Hi
I’m trying to train a character level RNN with a difference that each token(character) gets classified into one of m classes (multi class classification). My Input is of the shape (batch_size, seq_len, num_classes) because I’m using OHEncoding and output is of shape (batch_size, seq_len,num_classes) with softmax applied to dim 2. Here’s my model
x has the shape (seq_len, batch, hidden_size), in your case (101, 32, hidden_size), since the output contains the hidden states for ALL 101 time steps.
The most obvious solution would to to use only the last hidden state. So you can either do
self.op(x[-1]) or
self.op(h[-1])
In your case, both x[-1] and h[-1] will have the shape (batch, hidden_size), in your case (32, hidden_size).
The output of the self.op layer will be (batch_size, num_classes), in your case (32, 32), exactly what you want.
The last change you need to do is to change dim=2 to dim=1 in your definition of the Softmax layer.
Hi @vdw
thanks for your response. If I only use the last output or hidden layer from the RNN I’m only getting one prediction for one sequence. Whereas I want predictions for each character in the sequence (101 seq_length). Also to clarify the output shape I mentioned is actually the shape of the labels. So my input and labels are of same shape (batch_size, seq_len, num_classes).

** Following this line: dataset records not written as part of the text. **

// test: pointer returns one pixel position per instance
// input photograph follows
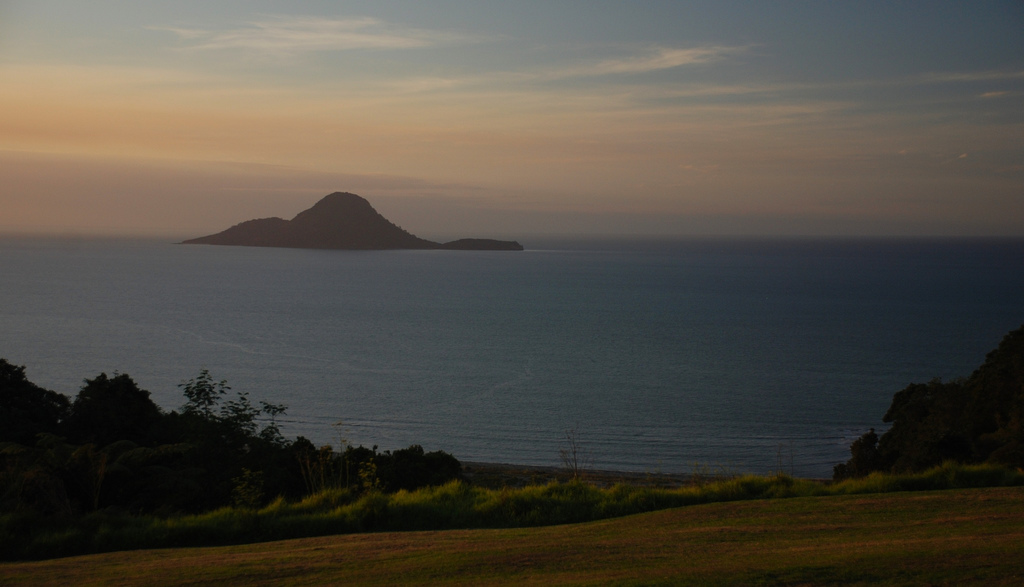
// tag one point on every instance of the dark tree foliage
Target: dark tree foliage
(114, 448)
(973, 420)
(27, 409)
(108, 409)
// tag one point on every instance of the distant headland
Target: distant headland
(341, 220)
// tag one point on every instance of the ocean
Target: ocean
(733, 355)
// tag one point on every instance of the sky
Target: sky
(519, 119)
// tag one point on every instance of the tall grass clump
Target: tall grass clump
(454, 505)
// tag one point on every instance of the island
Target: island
(340, 220)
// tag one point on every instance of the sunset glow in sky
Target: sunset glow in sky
(512, 119)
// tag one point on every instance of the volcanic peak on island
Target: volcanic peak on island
(341, 220)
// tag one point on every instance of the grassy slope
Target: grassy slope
(952, 537)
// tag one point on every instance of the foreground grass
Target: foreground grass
(457, 505)
(945, 537)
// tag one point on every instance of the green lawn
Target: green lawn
(950, 537)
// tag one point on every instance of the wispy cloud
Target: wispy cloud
(292, 35)
(662, 58)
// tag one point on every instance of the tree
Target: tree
(109, 409)
(27, 409)
(203, 394)
(972, 420)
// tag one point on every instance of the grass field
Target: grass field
(950, 537)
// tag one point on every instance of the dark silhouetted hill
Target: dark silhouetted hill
(340, 220)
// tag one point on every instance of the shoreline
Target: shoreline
(497, 475)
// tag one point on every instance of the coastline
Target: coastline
(497, 475)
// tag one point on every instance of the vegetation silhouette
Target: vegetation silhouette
(112, 448)
(978, 419)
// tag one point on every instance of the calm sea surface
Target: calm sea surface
(747, 355)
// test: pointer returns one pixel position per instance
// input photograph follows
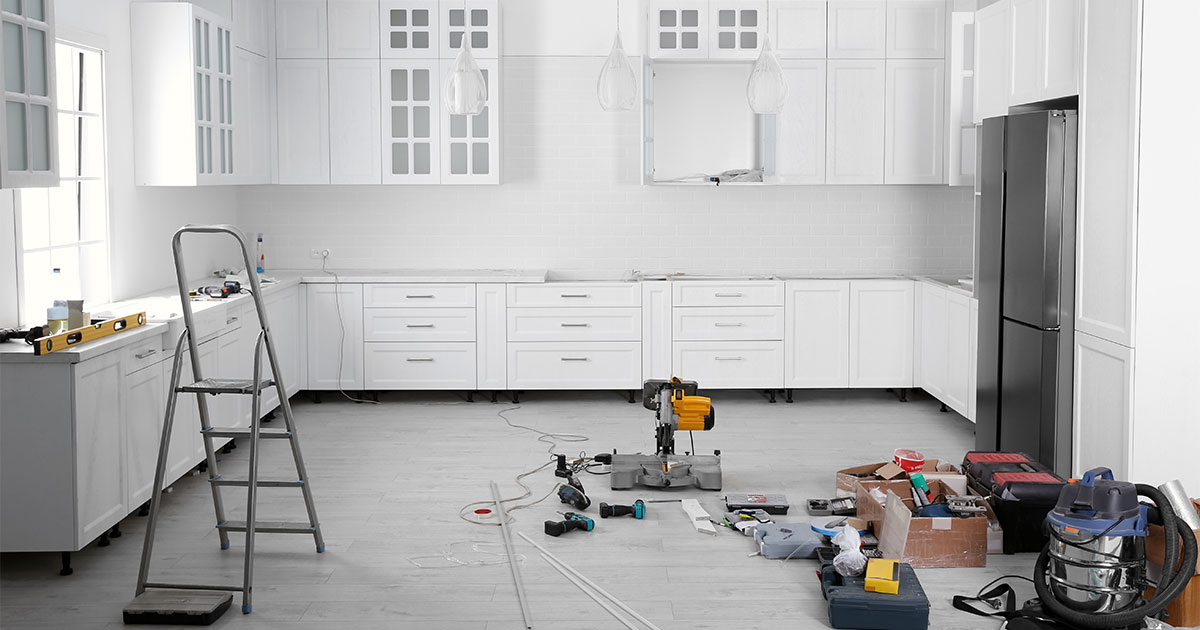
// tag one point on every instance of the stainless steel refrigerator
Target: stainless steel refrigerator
(1026, 285)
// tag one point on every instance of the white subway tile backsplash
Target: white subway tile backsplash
(571, 201)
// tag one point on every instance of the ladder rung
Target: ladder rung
(269, 527)
(262, 483)
(214, 432)
(192, 587)
(225, 385)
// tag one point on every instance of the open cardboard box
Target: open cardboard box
(846, 484)
(923, 541)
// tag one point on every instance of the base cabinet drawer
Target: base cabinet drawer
(395, 366)
(576, 365)
(714, 323)
(575, 324)
(730, 364)
(419, 324)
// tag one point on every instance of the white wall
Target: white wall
(570, 201)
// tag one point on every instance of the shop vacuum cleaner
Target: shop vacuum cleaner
(1092, 573)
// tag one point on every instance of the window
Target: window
(64, 231)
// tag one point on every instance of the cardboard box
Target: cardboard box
(846, 483)
(922, 541)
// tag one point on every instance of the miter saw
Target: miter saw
(677, 408)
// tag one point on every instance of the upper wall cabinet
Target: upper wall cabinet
(916, 29)
(856, 29)
(301, 29)
(183, 96)
(29, 120)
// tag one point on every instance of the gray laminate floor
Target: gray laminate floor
(390, 479)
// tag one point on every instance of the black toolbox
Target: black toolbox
(1021, 491)
(855, 607)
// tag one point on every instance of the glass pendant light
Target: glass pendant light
(617, 88)
(767, 89)
(466, 91)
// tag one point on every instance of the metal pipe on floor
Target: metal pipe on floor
(593, 585)
(513, 561)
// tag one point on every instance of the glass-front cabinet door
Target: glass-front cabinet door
(29, 133)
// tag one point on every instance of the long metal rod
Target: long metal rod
(160, 472)
(513, 561)
(589, 593)
(591, 583)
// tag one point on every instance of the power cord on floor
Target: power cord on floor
(341, 327)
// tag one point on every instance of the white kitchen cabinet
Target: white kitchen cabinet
(29, 119)
(816, 352)
(303, 114)
(857, 29)
(916, 29)
(335, 336)
(798, 29)
(412, 121)
(993, 60)
(252, 113)
(184, 96)
(301, 29)
(491, 341)
(252, 21)
(881, 335)
(353, 29)
(915, 121)
(1103, 407)
(354, 121)
(657, 330)
(855, 121)
(736, 28)
(801, 127)
(677, 29)
(409, 29)
(471, 145)
(479, 21)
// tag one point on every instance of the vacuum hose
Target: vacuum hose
(1170, 586)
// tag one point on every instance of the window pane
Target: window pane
(13, 58)
(35, 222)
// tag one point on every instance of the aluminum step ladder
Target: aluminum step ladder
(172, 600)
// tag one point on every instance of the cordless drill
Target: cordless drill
(574, 521)
(637, 510)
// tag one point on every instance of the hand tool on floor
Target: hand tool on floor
(637, 510)
(574, 521)
(677, 408)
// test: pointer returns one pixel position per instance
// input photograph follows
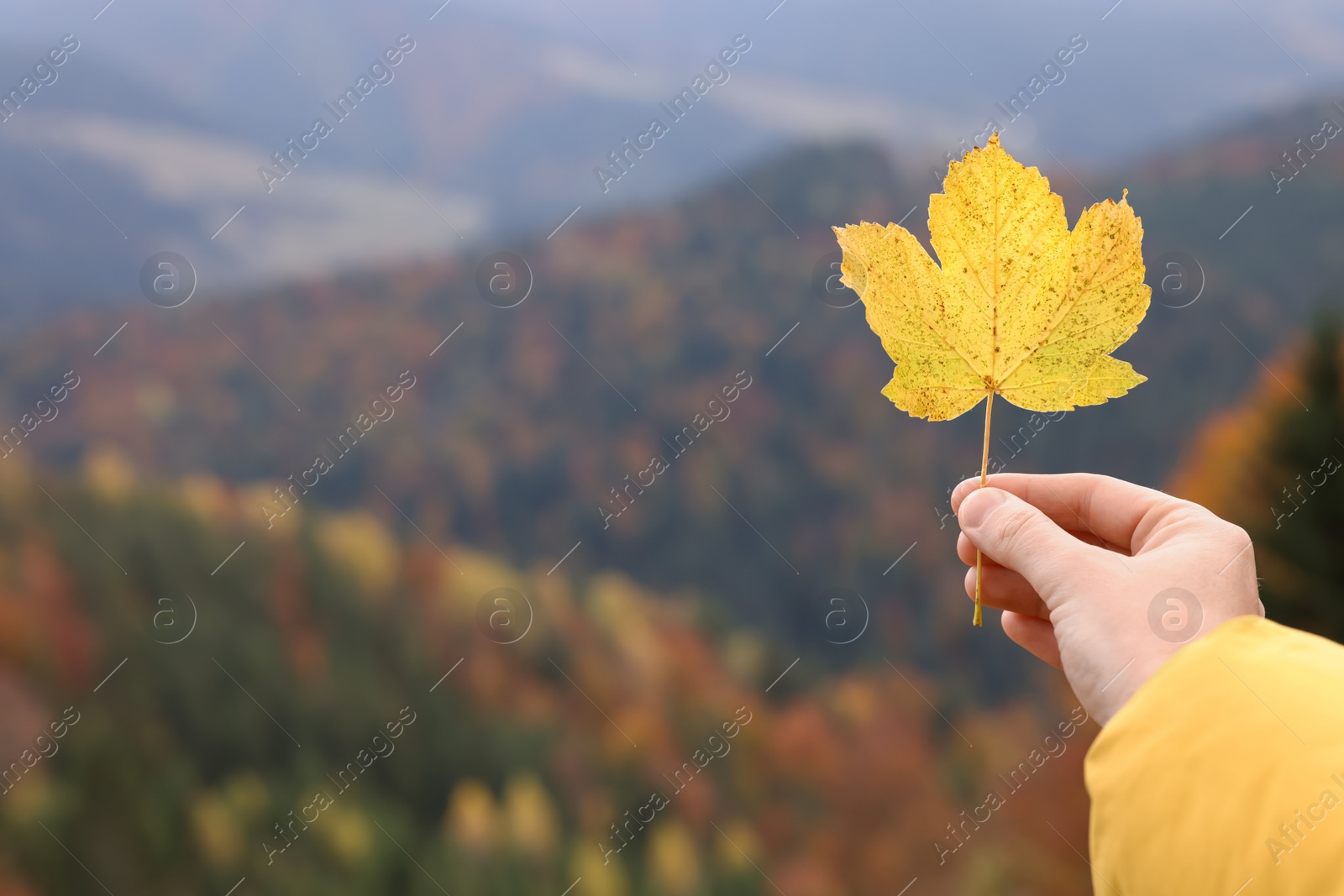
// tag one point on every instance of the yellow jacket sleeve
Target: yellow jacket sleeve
(1223, 775)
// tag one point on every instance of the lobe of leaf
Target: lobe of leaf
(1021, 305)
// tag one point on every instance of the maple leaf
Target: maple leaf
(1021, 307)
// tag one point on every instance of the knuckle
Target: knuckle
(1012, 528)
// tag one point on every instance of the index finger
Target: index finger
(1115, 511)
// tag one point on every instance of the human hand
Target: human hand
(1102, 578)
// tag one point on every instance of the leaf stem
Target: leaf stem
(984, 469)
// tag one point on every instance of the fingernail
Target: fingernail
(979, 506)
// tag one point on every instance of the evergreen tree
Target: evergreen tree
(1300, 547)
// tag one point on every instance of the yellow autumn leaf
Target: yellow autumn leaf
(1021, 305)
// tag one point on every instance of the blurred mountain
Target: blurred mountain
(331, 711)
(1272, 465)
(535, 422)
(152, 137)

@vdw, The suggestion worked
I used the Udacity’s Notebook to change the output and final activations in my model. The outputs were changed from (batch_size, seq_len, num_classes) to (batch_size, seq_len), after I removed OHEncoding for the output. During the training time, the raw logit outputs were used in the loss function and in the inference stage I applied Softmax to change the model outputs to probabilities. I guess that’s the only way to do it.